Lee Bisset as Brunnhilde in Götterdämmerung at Longborough Festival Opera. Photograph: Jon Hobley/Matthew Williams-Ellis

As a reflection of the present state of things, politically and ecologically, Wagner’s final opera of his Ring tetralogy is an uncomfortable reminder that the hunger for power, together with the ambition and fundamental greed that feeds it, never goes away, only returning in ever more threatening waves. It’s as well that the cumulative strengths of Longborough Festival Opera’s production, now reaching its apogee in Götterdämmerung, should be so deeply satisfying musically as to engender elements of hope.

Realising Wagner’s own epic ambition in the context of Longborough’s small, Bayreuth-inspired theatre is primarily the remarkable achievement of conductor Anthony Negus, undoubted lord of this Ring. His authority and understanding permeate every bar. The tone-colours coaxed from his musicians – albeit necessarily fewer than in big houses – are captivating, and the sense that his fine cast of singers were able to luxuriate in the orchestral sound as well as their own is underpinned by tight discipline.

Heroine of the night is Lee Bisset’s Brünnhilde, her sumptuous soprano radiating passion whether driven by love, anguish or anger at betrayal. Sculpting phrases with great expressiveness and, particularly in her various duets, finding the equivalent physical gestures to make her characterisation natural and credible, she was magnificent throughout. The chief virtue of her Siegfried, Bradley Daley, was the clarity of his diction allied to vocal stamina. Following the chicanery of this galumphing youth being drugged and duped, it was in dying, and the tender memory of his love for Brünnhilde, that he engendered most sympathy. Julian Close’s Hagen was powerfully sung, emphasising his tortured side as well as the evil of his machinations, while baritone Benedict Nelson was an impressive Gunther. Laure Melroy as his sister Gutrune, Catherine Carby as Waltraute, the trios first of Norns – notably Mae Heydorn – and then Rhinemaidens, as well as the male chorus of Hagen’s vassals, all made their mark.
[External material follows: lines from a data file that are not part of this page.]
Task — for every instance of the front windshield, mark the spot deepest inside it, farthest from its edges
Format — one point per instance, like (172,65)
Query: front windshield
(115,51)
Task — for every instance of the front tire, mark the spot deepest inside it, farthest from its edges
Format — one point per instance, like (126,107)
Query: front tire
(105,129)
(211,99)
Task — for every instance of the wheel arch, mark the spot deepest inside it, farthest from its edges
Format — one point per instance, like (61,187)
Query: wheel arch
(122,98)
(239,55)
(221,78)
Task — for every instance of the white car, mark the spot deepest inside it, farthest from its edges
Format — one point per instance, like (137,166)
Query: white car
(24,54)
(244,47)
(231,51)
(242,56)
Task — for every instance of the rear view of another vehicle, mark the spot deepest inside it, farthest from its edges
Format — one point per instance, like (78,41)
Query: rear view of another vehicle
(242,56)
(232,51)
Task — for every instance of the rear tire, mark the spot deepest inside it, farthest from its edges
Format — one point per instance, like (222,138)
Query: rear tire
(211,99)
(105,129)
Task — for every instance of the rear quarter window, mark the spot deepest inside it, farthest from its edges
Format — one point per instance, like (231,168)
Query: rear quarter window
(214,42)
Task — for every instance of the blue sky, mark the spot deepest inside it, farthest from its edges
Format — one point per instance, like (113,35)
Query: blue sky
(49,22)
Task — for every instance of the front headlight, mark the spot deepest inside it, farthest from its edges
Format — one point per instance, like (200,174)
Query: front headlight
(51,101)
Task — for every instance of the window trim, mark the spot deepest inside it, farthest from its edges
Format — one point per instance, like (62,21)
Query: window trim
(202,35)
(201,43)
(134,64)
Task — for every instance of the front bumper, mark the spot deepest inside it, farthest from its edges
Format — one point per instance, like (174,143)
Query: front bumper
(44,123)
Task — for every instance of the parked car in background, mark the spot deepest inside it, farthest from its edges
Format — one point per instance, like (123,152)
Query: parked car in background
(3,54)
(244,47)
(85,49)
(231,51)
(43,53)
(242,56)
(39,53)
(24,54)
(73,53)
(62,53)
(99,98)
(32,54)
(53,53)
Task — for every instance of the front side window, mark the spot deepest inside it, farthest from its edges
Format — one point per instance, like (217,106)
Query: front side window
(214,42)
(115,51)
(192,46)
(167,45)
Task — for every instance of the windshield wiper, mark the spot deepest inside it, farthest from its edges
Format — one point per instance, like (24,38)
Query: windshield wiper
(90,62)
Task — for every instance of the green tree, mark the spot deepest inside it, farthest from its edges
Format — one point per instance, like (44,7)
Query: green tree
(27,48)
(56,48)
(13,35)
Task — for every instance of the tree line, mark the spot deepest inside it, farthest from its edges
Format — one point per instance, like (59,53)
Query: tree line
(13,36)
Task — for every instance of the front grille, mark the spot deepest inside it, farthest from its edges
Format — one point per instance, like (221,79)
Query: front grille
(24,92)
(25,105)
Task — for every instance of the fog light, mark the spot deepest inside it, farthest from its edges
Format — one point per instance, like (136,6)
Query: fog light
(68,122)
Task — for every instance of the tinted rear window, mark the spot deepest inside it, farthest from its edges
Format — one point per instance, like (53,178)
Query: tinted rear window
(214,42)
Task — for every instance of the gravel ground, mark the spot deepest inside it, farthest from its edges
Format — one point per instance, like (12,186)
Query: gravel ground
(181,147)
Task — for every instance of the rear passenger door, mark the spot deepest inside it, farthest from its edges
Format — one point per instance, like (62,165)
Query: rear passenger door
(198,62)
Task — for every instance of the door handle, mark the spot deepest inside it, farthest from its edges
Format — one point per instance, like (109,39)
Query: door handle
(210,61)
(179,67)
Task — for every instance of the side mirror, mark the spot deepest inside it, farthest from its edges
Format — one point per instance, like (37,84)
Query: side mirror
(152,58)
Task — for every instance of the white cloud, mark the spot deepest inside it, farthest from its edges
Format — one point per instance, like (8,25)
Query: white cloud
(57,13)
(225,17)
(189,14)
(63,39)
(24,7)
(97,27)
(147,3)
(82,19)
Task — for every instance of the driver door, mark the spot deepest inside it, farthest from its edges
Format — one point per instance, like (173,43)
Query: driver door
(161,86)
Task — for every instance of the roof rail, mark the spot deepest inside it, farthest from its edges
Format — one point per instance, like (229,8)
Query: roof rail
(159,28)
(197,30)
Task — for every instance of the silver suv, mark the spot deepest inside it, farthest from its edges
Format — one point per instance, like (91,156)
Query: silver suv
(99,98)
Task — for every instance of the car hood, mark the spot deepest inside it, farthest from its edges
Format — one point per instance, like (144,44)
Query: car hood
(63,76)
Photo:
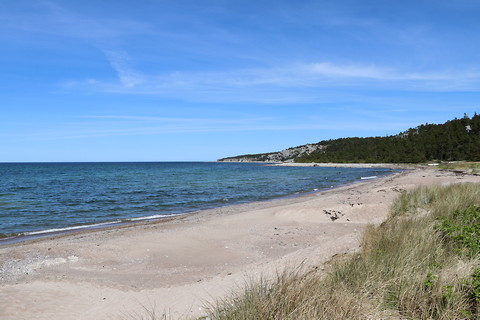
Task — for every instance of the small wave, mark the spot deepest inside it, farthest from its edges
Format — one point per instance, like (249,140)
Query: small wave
(157,216)
(85,226)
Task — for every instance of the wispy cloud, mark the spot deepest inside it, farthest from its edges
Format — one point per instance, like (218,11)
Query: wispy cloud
(127,125)
(121,63)
(296,82)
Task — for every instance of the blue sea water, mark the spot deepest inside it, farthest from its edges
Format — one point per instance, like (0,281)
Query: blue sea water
(44,196)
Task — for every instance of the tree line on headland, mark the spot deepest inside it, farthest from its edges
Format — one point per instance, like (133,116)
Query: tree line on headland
(454,140)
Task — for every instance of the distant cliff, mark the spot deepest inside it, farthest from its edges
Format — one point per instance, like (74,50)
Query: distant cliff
(287,155)
(454,140)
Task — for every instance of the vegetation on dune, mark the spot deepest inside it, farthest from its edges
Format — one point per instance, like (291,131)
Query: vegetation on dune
(422,263)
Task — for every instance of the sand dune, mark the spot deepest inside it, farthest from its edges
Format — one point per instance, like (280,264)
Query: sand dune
(179,265)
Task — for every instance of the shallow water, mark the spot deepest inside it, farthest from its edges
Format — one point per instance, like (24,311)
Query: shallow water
(43,196)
Director Amy Lane and set designer Rhiannon Newman Brown’s staging felt inconsistent, with Tim Baxter’s video design awkwardly framed. Clouds, lakes, water falling like Niagara and the flickering of Loge’s fire were sometimes more distracting than atmospheric, as was the image of a brutalist Valhalla high on a mountain, which would not burn even in a conflagration of all the ash trees.

Against the glorious symphony with which the opera ends, and with the reappearance of the theme of ecstasy reinforcing the redemptive element of Brünnhilde’s self-sacrifice and immolation, Lane’s suggestion that this daughter of the gods was reunited in death with Wotan as well as with Siegfried, may have implied all-fine-in-the-end closure. But when a red light was shone into the audience, as though embracing all in the deathly flames, the effect was sobering.